Washington University law prof Laura Rosenbury has posted a working draft of her paper, "Friends With Benefits?" (HT: PrawfsBlawg) I have not yet read the paper, but she appears to be tackling a frequently overlooked bastion of nefarious discrimination: our legal system's willingness to privilege marriage over friendship. Here's an excerpt from the introduction:
This Article [argues] that family law’s focus on marriage and marriage-like relationships, whether they be opposite-sex or same-sex, serves to perpetuate gender inequality. This existing focus implicitly privileges domesticated sexual relationships over other adult intimate relationships, namely friendships. Legal recognition and support is therefore provided to certain types of caregiving relationships but not others. Although such privileging may be obvious, because marriage is placed within the purview of family law and friendship is placed without, family law scholars have not examined the effects of family law’s recognition and support of marriage and marriage-like relationships and its silence about friendship.

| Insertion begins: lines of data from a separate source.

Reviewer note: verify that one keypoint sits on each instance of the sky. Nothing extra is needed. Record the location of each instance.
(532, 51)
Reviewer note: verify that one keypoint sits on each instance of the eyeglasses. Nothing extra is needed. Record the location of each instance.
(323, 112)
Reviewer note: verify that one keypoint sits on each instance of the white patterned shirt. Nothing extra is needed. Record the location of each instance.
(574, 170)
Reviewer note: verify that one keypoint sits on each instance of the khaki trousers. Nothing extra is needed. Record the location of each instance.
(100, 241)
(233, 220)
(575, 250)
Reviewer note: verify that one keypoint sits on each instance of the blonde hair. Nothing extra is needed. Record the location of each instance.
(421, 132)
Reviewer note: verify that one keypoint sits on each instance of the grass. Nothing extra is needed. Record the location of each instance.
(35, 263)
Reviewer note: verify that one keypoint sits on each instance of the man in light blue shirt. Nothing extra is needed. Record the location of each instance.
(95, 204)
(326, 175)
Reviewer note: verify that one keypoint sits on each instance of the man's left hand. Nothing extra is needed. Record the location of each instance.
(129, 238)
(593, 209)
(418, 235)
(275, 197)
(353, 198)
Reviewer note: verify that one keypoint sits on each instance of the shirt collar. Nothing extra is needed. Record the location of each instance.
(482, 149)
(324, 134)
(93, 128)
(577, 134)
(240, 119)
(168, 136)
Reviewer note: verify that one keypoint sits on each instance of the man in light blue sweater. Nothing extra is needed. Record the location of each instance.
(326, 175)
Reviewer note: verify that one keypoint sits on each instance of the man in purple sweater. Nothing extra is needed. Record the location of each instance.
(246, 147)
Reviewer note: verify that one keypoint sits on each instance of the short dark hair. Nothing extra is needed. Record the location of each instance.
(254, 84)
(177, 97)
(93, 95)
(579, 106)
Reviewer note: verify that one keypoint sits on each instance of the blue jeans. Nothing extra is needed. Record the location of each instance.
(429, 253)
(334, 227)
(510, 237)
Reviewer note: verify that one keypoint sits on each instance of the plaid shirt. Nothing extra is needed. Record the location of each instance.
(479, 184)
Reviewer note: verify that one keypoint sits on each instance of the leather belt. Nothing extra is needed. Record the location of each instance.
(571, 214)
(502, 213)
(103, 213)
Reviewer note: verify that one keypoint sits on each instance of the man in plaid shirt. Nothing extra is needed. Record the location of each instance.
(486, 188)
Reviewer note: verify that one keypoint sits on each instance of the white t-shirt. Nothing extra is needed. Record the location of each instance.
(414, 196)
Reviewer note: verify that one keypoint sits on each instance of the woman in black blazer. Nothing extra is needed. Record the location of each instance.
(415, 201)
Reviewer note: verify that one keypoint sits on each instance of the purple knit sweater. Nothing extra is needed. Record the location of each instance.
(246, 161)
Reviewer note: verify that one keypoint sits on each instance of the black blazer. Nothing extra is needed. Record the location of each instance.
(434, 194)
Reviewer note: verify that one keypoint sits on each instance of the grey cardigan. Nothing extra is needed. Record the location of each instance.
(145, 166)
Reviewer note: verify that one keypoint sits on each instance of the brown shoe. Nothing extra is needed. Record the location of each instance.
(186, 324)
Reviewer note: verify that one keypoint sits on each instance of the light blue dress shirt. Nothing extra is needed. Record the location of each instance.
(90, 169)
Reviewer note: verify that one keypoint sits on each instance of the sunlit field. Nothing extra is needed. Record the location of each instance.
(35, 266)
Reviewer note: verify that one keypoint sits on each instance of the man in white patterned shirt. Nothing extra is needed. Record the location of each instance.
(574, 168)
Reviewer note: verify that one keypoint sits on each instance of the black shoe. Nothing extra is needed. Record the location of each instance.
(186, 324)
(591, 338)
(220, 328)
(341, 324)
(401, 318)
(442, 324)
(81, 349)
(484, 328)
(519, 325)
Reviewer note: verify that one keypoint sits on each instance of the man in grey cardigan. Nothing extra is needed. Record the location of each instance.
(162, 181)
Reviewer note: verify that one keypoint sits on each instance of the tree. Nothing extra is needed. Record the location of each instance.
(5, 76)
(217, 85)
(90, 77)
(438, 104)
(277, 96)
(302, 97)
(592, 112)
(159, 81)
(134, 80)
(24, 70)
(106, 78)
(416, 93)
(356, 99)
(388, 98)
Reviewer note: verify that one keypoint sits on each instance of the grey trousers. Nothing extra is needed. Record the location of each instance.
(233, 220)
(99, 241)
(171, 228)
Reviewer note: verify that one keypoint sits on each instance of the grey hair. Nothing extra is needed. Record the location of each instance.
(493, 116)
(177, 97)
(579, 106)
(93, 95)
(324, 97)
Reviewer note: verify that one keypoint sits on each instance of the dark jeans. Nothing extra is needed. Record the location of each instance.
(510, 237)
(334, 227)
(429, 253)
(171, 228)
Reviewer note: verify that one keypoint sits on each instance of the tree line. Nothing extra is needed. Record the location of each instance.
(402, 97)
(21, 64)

This Article examines those effects, concluding that family law’s silence about friendship likely impedes the achievement of full gender equality in two related ways. First, the silence maintains a divide between marriage and “mere” friendship, implying that friendship is sufficiently different from marriage and marriage-like relationships to be properly outside of family law’s concern. It is unclear whether this view conforms to people’s lived experiences, although the very fact of legal recognition is a salient difference between friendship and marriage. Lived experience can thus be shaped by family law’s focus on marriage and silence about friendship. Second, this divide is not gender neutral, but rather amounts to state support of the types of domestic caretaking that traditionally played a vital role in maintaining state-supported patriarchy and that still largely follow gendered patterns today. Therefore, family law’s focus on marriage to the exclusion of other forms of friendship can perpetuate gendered patterns of care by encouraging people to prioritize sexual, domestic relationships over other relationships.
I have to admit that my confidence in our ability to extend legal recognition to committed same-sex couples without abandoning the legal significance of family is consistently undermined when I read modern family law scholarship.